L’Abruzzo vanta un primato importante perché è proprio nel Parco nazionale d’Abruzzo, Lazio e Molise che nel 1973 fu applicato per la prima volta in Europa un radiocollare a un lupo per permettere di seguirne gli spostamenti. Da quell’anno il corpo di informazioni è cresciuto notevolmente riuscendo a disegnare un quadro abbastanza completo della vita del lupo nei nostri ambienti. Un esempio è quello di un giovane lupo maschio che si è spostato in pochi mesi dall’Appennino emiliano fino all’entroterra di Nizza in Francia per poi tornare in provincia di Cuneo, dove è morto per cause sconosciute ma probabilmente legate ad uno scontro territoriale.
In una popolazione naturale di lupi, priva quindi della mortalità causata dall’uomo, gli scontri diretti con lupi avversari sono la prima causa di morte. Si legge e si tramanda la leggenda che vorrebbe il lupo un animale incline a non uccidere mai il suo avversario e che, se si vede perso, si sdraia sul dorso e offre la gola all’altro, il quale sarebbe così inibito dall’infierire sul vinto. E’ una situazione che si verifica a livello di gerarchia all’interno del branco, mentre in uno scontro territoriale la posta in gioco è alta, è il territorio, la sopravvivenza, quindi lo scontro è spesso mortale.
In Abruzzo si narra che i lupi stiano normalmente sulle montagne e che solo d’inverno, quando fa freddo e nevica, scendano a valle per avvicinarsi ai paesi. Nulla di più falso: infatti il lupo è sempre vicino a noi, ma solo d’inverno, vedendo le tracce sulla neve, ci accorgiamo della sua presenza. Il lupo si muove con estrema cautela attraverso il paesaggio creato dall’uomo. Molte volte in Abruzzo è stato seguito un lupo con il radiocollare che di notte attendeva che il paese andasse a dormire per poi attraversarlo. Non esiste, quindi, parte dell’Abruzzo che non sia interessata dalla presenza del lupo; forse l’unica eccezione è la fascia costiera.
E’ pur vero, però, che il lupo compie veri e propri disastri , capaci di mettere in crisi gli allevatori. L’ecologia alimentare del lupo in Abruzzo rispecchia la flessibiltà della specie. Quando negli anni ’70 iniziarono le prime ricerche, risultò che il lupo si nutriva principalmente di rifiuti urbani che trovava in grande quantità alla periferia di un paese di montagna in discariche aperte piene di ogni risorsa, inclusi gli scarti dei macelli. Buona parte dell’alimentazione era costituita da pecore ma , in quegli anni, non esistevano le ricche popolazioni di ungulati selvatici che oggi popolano l’Abruzzo. Oggi la dieta del lupo si basa quasi esclusivamente su cinghiali, caprioli e cervi.

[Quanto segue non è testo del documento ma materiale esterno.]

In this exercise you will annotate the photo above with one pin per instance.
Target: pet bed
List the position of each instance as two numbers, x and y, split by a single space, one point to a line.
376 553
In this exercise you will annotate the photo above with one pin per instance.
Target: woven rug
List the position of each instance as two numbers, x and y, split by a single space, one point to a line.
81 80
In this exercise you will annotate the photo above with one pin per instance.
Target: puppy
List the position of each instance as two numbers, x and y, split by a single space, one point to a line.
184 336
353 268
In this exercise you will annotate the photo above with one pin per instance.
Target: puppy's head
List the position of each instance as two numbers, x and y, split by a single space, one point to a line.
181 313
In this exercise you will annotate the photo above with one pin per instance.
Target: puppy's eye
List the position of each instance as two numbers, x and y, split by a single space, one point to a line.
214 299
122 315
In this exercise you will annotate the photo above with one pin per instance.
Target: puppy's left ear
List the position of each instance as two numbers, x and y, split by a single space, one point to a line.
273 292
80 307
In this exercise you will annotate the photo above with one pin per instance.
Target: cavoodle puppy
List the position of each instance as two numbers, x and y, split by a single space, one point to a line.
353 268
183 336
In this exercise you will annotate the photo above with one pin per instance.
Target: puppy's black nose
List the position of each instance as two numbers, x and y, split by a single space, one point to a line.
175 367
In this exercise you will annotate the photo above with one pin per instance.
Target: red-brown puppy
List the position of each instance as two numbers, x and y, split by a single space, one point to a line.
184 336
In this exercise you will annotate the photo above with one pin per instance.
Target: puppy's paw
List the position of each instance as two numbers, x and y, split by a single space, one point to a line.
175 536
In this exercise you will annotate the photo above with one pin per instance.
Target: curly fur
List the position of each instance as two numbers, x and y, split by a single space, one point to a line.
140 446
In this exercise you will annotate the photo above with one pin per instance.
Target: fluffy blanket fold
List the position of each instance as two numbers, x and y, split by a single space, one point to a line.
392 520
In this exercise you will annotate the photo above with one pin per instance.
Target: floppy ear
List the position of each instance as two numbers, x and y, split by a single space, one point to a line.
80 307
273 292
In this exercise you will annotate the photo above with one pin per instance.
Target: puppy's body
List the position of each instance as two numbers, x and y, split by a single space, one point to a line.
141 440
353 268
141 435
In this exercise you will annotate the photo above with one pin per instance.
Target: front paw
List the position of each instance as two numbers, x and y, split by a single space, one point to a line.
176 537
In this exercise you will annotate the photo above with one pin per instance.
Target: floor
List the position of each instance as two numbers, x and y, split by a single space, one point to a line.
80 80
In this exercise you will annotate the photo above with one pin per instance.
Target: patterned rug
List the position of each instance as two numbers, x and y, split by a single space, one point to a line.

Una minaccia alla sopravvivenza del lupo è quella dell’incrocio con il cane che porta alla formazione di un ibrido che non è più il lupo dell’Appennino e neppure il cane compagno dell’uomo. In Abruzzo è facile vedere cani soli o in gruppetto che vivono indisturbati nelle vie dei paesi, pronti, appena arriva l’occasione di una femmina in calore , ad allontanarsi dai paesi per entrare più in contatto con l’ambiente selvatico.
Abbiamo condannato il lupo non per quello che è, ma per quello che abbiamo deliberatamente ed erroneamente percepito che fosse – l’immagine mitizzata di uno spietato assassino selvaggio -. Che, in realtà, non è altro che l’immagine riflessa di noi stessi.